Congés payés durant les arrêts maladie : quelles conséquences pour les entreprises ?
La Cour de cassation a récemment jeté un pavé dans la mare en imposant aux employeurs d'octroyer des congés payés durant les arrêts maladie de leurs salariés. Une décision rétroactive, qui pose la question de la prescription et donc le poids sur les finances des entreprises.
C'est un changement majeur dans le domaine du droit aux congés payés en France. Trois arrêts de la Cour de cassation du 13 septembre 2023 obligent désormais les employeurs à fournir des congés payés pendant les arrêts maladie de leurs salariés même si cette absence n'est pas liée à un accident de travail ou à une maladie professionnelle. La Cour de cassation met ainsi en conformité le droit français avec le droit européen en matière de congé payé. Une mesure qui inquiète les entreprises. Celle-ci est notamment jugée "incompréhensible" et "inacceptable" par la Confédération des petites et moyennes entreprises (CPME). "Les conséquences financières d'une telle décision seraient désastreuses financièrement pour les entreprises. Cela renchérirait notablement le coût du travail", a-t-elle déploré dans un communiqué de presse. Jusqu'alors, le code du travail français octroyait 2,5 jours de congés payés au cours de chaque mois de travail effectif. Les arrêts de travail faisant suite à une maladie non professionnelle n'étaient pas assimilés par la législation française à du travail effectif, le salarié n'acquérait donc pas de congés payés. A contrario, les employés en arrêt maladie suite à une maladie professionnelle pouvait obtenir des congés payés, mais dans une limite d'un an. C'est désormais de l'histoire ancienne. "La Cour de cassation a fait sauter la limite de temps pour le cas des salariés en arrêt suite à une maladie professionnelle. Par ailleurs, les salariés en arrêt pour maladie simple doivent aussi acquérir des congés payés durant toute la durée de l'arrêt de travail", explique Louise Peugny, avocate associée au sein du cabinet Voltaire Avocats.
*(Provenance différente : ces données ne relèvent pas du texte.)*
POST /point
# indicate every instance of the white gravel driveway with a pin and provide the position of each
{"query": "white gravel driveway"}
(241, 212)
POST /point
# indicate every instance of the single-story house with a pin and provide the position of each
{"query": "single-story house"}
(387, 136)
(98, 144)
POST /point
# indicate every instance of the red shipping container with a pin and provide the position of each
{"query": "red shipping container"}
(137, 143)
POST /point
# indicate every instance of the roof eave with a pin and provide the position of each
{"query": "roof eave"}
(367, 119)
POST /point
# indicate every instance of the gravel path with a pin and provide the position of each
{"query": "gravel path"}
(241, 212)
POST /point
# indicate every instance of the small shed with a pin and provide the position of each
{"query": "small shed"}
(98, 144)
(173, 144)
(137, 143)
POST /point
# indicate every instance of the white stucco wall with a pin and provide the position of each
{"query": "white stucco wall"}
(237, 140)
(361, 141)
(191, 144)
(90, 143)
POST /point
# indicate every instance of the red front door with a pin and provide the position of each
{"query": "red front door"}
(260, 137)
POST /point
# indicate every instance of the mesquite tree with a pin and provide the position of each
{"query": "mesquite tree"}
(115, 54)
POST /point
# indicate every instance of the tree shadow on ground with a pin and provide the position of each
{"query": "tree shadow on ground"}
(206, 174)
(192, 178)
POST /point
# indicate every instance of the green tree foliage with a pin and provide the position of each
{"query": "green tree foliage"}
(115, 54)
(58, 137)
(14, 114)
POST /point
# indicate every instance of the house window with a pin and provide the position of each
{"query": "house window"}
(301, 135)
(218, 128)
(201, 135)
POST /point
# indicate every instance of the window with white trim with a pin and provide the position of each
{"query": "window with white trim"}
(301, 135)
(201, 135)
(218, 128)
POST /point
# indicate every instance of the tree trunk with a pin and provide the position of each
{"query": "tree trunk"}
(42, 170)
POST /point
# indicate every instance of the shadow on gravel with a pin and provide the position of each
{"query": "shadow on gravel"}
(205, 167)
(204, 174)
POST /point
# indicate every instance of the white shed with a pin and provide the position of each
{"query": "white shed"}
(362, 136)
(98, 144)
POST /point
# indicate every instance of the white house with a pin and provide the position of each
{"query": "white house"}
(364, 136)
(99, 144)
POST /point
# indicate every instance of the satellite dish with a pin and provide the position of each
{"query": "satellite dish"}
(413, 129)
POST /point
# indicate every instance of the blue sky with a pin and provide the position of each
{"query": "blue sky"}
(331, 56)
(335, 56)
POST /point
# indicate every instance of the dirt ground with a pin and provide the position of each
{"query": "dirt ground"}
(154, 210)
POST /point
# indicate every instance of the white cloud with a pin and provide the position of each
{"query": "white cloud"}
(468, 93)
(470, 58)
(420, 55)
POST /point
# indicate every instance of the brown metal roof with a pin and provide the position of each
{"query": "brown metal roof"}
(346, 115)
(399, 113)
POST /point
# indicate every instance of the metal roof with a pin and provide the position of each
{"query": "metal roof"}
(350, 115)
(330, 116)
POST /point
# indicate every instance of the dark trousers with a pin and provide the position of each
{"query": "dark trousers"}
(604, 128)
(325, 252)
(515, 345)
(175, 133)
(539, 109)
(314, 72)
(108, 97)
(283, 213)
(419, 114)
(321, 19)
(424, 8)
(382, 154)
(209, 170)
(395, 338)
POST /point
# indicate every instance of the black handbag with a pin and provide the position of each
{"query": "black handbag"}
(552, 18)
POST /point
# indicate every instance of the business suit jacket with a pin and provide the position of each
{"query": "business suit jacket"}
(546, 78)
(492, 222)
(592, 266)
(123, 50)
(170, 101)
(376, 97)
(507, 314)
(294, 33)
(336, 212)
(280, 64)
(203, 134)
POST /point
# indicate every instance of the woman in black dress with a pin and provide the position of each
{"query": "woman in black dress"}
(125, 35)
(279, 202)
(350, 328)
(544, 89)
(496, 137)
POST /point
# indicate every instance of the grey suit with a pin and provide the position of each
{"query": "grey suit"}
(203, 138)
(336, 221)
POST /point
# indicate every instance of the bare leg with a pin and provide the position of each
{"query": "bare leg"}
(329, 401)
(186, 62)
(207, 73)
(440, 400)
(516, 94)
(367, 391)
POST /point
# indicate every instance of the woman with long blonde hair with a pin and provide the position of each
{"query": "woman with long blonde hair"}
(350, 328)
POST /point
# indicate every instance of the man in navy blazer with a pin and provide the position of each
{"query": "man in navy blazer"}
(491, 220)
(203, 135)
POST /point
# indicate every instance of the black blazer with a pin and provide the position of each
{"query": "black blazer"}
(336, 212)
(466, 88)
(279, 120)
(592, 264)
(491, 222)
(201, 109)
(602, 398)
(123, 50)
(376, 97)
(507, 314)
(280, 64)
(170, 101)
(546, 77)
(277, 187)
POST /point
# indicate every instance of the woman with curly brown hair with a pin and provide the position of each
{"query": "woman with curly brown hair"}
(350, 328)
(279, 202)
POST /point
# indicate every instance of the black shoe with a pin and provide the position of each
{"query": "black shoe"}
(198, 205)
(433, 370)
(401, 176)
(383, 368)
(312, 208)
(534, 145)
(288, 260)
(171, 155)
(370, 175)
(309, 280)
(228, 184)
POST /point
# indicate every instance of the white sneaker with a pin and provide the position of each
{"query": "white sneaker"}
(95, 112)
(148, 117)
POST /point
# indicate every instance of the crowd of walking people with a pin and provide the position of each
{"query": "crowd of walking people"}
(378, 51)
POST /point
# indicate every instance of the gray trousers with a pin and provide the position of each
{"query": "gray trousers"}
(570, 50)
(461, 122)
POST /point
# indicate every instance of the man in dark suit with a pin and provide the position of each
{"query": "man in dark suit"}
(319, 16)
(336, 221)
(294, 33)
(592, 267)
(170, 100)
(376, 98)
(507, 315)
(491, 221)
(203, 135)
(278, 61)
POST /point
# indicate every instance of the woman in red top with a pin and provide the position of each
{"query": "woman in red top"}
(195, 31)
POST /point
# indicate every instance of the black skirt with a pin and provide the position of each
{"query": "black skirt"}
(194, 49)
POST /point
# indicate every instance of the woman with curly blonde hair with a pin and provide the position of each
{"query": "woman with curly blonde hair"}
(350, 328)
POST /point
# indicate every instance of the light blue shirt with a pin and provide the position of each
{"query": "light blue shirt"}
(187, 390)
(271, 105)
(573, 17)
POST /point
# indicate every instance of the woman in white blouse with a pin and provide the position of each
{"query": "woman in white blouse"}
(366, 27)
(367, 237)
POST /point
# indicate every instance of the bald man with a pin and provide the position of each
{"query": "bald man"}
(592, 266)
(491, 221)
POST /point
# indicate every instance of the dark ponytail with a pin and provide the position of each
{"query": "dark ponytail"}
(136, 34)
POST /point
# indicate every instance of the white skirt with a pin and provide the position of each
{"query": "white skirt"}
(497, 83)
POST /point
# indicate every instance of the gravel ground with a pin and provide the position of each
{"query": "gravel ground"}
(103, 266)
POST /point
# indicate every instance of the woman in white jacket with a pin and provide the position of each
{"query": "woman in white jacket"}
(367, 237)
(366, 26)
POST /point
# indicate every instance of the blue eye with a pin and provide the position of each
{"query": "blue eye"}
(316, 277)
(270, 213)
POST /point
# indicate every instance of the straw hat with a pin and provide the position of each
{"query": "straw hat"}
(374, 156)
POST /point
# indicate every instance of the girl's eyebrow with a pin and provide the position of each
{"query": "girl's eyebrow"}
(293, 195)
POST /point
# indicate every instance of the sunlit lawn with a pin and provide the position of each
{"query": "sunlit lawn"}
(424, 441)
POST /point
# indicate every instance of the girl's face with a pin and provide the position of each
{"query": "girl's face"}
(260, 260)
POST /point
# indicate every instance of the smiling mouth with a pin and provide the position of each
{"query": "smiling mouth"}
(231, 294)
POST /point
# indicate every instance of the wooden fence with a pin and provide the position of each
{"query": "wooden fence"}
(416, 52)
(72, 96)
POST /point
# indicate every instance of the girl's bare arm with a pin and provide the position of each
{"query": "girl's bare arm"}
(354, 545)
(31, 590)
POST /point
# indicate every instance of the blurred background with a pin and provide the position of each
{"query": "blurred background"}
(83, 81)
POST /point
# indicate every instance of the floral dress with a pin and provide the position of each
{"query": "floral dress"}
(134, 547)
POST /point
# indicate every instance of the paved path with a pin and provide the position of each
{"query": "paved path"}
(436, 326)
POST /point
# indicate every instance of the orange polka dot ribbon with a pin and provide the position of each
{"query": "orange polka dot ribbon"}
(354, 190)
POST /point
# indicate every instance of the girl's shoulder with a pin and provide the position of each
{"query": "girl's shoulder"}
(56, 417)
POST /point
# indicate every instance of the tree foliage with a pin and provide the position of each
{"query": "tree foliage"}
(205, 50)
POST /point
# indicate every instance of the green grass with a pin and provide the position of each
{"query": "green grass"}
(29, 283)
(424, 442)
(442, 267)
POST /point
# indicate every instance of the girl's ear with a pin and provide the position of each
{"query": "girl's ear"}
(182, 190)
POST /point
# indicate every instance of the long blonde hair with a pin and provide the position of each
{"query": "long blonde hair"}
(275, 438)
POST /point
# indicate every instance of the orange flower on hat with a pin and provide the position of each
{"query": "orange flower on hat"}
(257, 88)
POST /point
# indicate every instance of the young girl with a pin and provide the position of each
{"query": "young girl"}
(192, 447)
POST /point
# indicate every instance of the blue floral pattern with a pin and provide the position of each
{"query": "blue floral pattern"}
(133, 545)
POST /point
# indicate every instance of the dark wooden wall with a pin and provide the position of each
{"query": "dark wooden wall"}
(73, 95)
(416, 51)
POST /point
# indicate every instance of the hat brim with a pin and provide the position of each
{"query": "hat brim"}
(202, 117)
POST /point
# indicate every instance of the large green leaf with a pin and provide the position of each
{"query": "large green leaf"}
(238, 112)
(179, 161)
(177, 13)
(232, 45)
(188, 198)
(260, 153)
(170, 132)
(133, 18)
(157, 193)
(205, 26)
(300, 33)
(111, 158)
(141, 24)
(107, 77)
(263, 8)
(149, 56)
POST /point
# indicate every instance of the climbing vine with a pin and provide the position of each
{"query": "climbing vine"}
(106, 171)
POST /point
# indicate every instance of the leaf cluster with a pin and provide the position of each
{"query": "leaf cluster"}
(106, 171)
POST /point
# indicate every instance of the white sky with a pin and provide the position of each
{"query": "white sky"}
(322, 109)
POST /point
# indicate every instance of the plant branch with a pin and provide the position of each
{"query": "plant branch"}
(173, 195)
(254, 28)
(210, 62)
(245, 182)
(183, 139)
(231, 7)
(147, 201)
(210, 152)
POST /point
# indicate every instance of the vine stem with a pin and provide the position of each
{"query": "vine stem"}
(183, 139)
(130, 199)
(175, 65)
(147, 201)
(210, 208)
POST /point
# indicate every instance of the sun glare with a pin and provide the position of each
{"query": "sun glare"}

Quid de la rétroactivité ?
L'avocate conseille aux entreprises de se mettre en ordre de marche dès maintenant et de faire un état des lieux pour provisionner le risque et chiffrer le coût de cette régularisation. "Nous recommandons à nos clients de modifier leur logiciel de paye afin de permettre à leurs salariés d'acquérir des congés payés durant les arrêts maladie", confie-t-elle. Reste que le principe de rétroactivité pourrait peser lourd sur les finances de l'entreprise. "La jurisprudence est rétroactive. De fait, les salariés toujours présents dans l'entreprise et ayant été ultérieurement en arrêt maladie pourraient revendiquer leur droit à poser des congés payés mais ne pourront pas réclamer leur paiement. En revanche, ceux qui ont quitté l'entreprise pourraient demander à se faire payer une indemnité compensatrice de congés payés", informe-t-elle.
Des incertitudes concernant la prescription
Dans ce contexte, se pose la question de la prescription afin de savoir dans quelle limite de temps les salariés peuvent réclamer la pose ou le paiement des congés payés. "Dans un des arrêts du 13 septembre, la Cour de cassation indique que la durée de la prescription est de trois ans. Mais elle considère que le point de départ de ce délai de trois ans est l'expiration de la période légale ou conventionnelle au cours de laquelle les congés payés auraient pu être pris, à condition que l'employeur ait mis le salarié en mesure de prendre effectivement ses congés payés", détaille l'avocate. Concrètement, le salarié pourrait réclamer des jours de congés payés non obtenus durant des congés maladie sur toute la durée de la relation contractuelle, dans le cas où l'employeur appliquait le principe du code du travail français. "Cela reviendrait à faire de la demande de congés payés une demande imprescriptible. Cela pose donc un problème au regard du principe de sécurité juridique des entreprises et est contraire au principe de droit à la prescription", estime Louise Peugny. De fait, elle ne préconise pas, pour le moment, aux entreprises de régulariser de manière spontanée les situations antérieures à la décision de la Cour de cassation car il existe encore beaucoup d'incertitudes sur ce sujet de la prescription.